Four members of the team were rescued Sunday by divers who helped them navigate a treacherous path out of the cave. Ambulances raced through the streets of Mae Sai and helicopters circled overhead. The provincial governor said the four were checked out in a field hospital near the cave and then flown 37 miles south to a hospital in Chiang Rai, where an entire floor has been reserved for the rescue effort.
“Everybody is perfectly healthy,” said Narongsak Osatanakorn, the outgoing governor of Chiang Rai province. “The operation is going better than expected.”
But eight young players and their 25-year-old coach remain deep in the vast cave network, where they face depleting levels of oxygen and the prospect of rising water. Because all the equipment was used up in Sunday’s rescue attempts, the next push would have to wait until Monday morning, Narongsak said.
Heavy rains have started falling over the lush mountain range that houses the cave, adding urgency. Rescuers have been racing against the clock to get each of the boys, ages 11 to 16, none of whom knew how to swim, physically and mentally prepared for a 2.5-mile journey that will probably take at least five hours.
A Sunday evening news conference after the dramatic rescue of the four boys began with claps and cheers from some journalists. Narongsak relayed that the first of the boys was rescued at 5:40 p.m. and the second 10 minutes later. The third and fourth left the cave at 7:40 and 7:50 p.m.
According to infographics released by the Thai government, the boys were each attached to a diver, with another positioned behind them, as they made their way through the dark, murky waters that have clogged the cave’s passageways. Each boy was fitted with a face mask connected to a compressed air tank. At especially narrow parts of the cave, the tanks had to be released from their backs and rolled through.

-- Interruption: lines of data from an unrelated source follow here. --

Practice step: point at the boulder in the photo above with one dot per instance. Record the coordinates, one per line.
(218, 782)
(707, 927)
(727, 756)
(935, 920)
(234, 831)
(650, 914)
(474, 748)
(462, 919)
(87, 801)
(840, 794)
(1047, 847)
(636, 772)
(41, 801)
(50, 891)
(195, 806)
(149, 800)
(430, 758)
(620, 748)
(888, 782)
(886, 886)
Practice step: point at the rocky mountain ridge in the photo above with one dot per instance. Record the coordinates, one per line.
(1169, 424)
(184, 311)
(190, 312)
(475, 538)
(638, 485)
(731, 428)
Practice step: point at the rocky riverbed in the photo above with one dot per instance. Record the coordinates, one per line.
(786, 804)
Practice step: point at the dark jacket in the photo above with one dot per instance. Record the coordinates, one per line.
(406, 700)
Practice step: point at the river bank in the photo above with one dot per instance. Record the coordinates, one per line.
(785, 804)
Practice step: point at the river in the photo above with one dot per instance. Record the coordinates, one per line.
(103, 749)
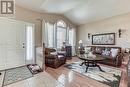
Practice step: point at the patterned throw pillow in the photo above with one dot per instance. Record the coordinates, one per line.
(114, 52)
(106, 53)
(98, 50)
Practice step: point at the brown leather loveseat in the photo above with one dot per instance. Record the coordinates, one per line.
(111, 57)
(53, 59)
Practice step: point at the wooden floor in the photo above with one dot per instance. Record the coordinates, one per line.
(72, 79)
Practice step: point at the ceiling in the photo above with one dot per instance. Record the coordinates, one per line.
(79, 11)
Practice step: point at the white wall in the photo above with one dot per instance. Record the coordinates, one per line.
(110, 25)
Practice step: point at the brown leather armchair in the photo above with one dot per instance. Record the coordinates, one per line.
(53, 59)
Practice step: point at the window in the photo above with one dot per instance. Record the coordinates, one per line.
(50, 35)
(61, 34)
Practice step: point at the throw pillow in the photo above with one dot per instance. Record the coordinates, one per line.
(114, 52)
(87, 49)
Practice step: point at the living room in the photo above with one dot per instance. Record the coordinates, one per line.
(64, 43)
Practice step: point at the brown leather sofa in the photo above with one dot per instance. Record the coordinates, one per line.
(53, 59)
(108, 59)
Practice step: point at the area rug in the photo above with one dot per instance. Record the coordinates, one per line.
(16, 74)
(110, 76)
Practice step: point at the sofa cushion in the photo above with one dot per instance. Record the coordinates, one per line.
(87, 49)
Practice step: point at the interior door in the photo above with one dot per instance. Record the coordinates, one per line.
(12, 39)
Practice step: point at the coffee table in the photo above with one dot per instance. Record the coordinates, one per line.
(90, 61)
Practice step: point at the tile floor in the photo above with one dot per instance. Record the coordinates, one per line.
(39, 80)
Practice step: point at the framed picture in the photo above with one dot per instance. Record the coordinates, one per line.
(103, 39)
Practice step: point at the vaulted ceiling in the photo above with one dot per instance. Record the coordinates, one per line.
(79, 11)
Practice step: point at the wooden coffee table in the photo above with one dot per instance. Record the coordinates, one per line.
(90, 62)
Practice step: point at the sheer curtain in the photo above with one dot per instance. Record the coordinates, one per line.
(72, 40)
(49, 34)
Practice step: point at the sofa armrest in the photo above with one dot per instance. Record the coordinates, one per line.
(119, 59)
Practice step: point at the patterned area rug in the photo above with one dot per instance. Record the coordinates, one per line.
(16, 74)
(110, 77)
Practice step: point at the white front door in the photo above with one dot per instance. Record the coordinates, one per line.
(12, 41)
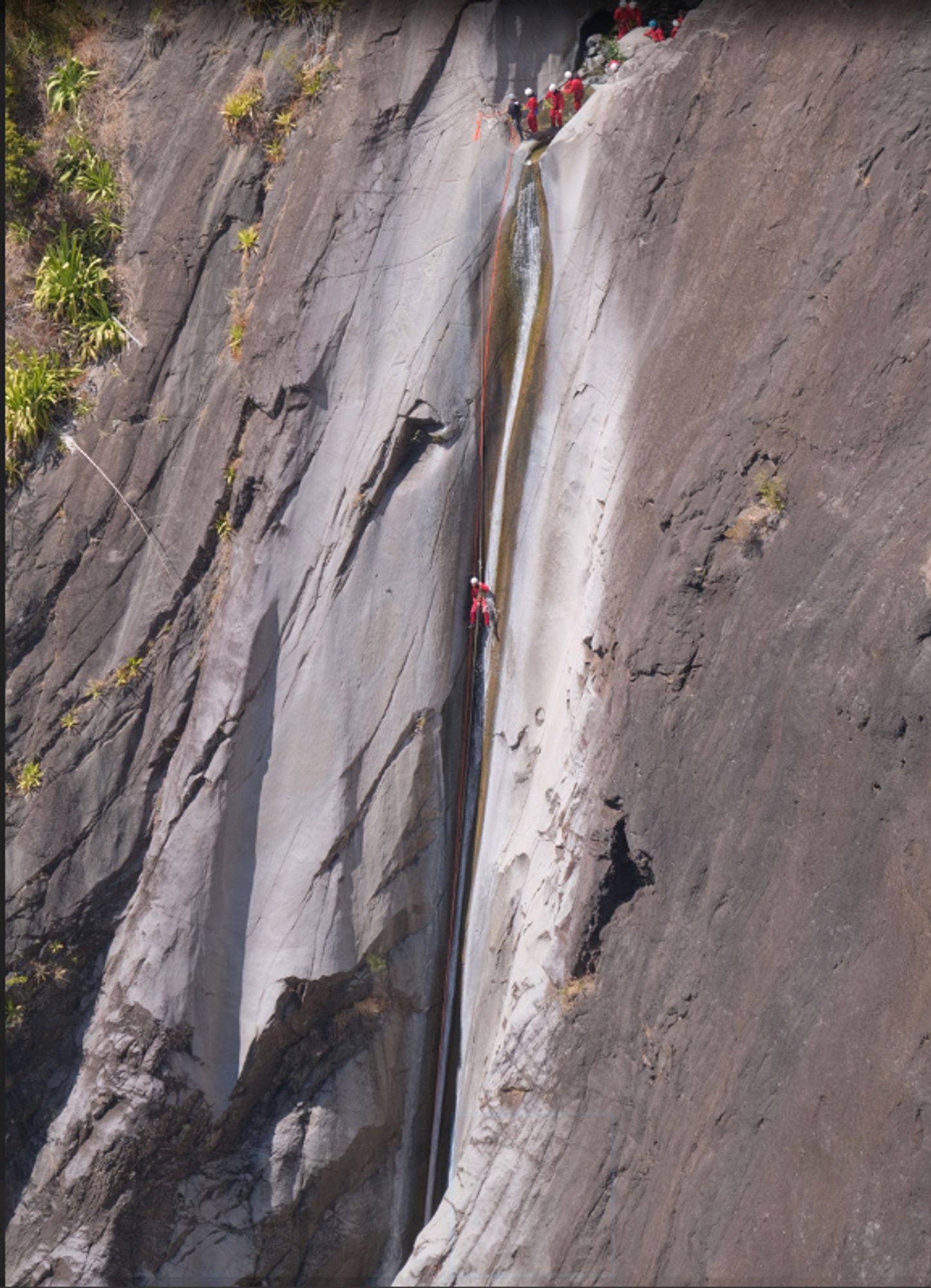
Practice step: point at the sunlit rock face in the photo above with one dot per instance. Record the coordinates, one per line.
(695, 976)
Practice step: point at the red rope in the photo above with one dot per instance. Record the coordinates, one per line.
(471, 672)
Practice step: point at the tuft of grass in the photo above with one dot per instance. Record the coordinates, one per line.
(241, 110)
(37, 387)
(29, 779)
(223, 527)
(96, 180)
(127, 673)
(238, 333)
(66, 86)
(248, 240)
(70, 281)
(771, 490)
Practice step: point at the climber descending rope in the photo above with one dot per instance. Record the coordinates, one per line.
(480, 615)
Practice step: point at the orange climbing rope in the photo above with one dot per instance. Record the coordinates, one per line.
(455, 905)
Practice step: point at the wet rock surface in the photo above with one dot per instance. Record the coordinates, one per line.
(701, 1048)
(732, 1089)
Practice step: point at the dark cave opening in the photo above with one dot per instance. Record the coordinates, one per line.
(625, 876)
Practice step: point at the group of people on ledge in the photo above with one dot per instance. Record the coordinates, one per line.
(629, 17)
(556, 101)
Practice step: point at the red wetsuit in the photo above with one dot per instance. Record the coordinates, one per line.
(557, 104)
(480, 603)
(624, 20)
(576, 88)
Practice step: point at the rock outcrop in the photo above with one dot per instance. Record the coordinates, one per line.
(696, 981)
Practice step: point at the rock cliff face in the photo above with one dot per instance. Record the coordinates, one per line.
(695, 1035)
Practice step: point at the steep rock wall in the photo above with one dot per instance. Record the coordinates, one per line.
(700, 1052)
(243, 1079)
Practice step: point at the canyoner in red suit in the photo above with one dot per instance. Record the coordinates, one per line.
(480, 602)
(624, 19)
(575, 87)
(557, 102)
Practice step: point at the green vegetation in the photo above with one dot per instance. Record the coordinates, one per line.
(97, 181)
(238, 332)
(771, 490)
(69, 280)
(68, 84)
(74, 287)
(223, 527)
(37, 387)
(241, 109)
(248, 240)
(29, 779)
(128, 672)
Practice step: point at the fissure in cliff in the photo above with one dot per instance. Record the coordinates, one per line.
(521, 319)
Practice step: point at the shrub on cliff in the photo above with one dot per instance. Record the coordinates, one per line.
(37, 387)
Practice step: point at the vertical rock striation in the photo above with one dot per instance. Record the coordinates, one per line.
(699, 1048)
(247, 852)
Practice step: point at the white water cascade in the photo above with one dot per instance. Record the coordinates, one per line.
(526, 267)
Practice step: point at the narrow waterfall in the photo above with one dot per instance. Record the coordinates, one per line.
(527, 275)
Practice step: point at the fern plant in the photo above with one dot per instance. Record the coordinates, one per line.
(96, 180)
(37, 386)
(241, 110)
(71, 285)
(68, 83)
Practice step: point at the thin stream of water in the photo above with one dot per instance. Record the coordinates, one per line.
(526, 266)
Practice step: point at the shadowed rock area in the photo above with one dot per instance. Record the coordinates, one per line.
(695, 1044)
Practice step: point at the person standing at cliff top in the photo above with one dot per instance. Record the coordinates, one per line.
(514, 113)
(557, 104)
(575, 87)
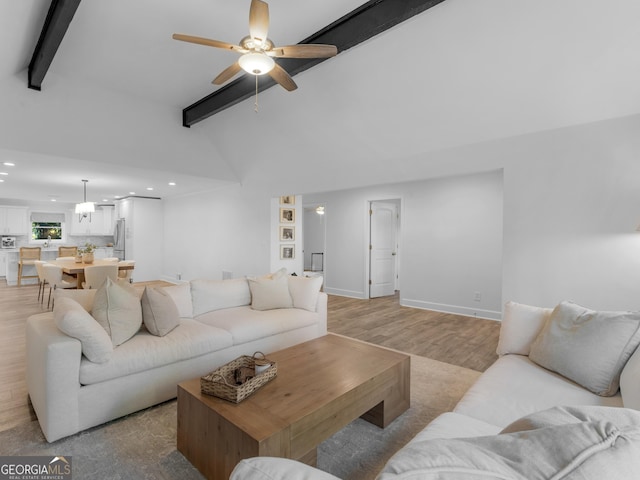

Officials said conditions Sunday were as perfect as they could be. Water levels in the cave were the lowest they had been throughout this mission, and the first few chambers the group had to pass through — all of which were flooded days ago — were dry. Oxygen levels, too, stabilized following fears that the chamber the group was in was filling with carbon dioxide from members of the large rescue operation.
But those conditions were unlikely to hold up, as rains fell almost relentlessly throughout the day. Officials had previously said they were especially worried about rising water levels complicating the dive and negating their efforts to pump water out so the boys could walk through sections of the cave.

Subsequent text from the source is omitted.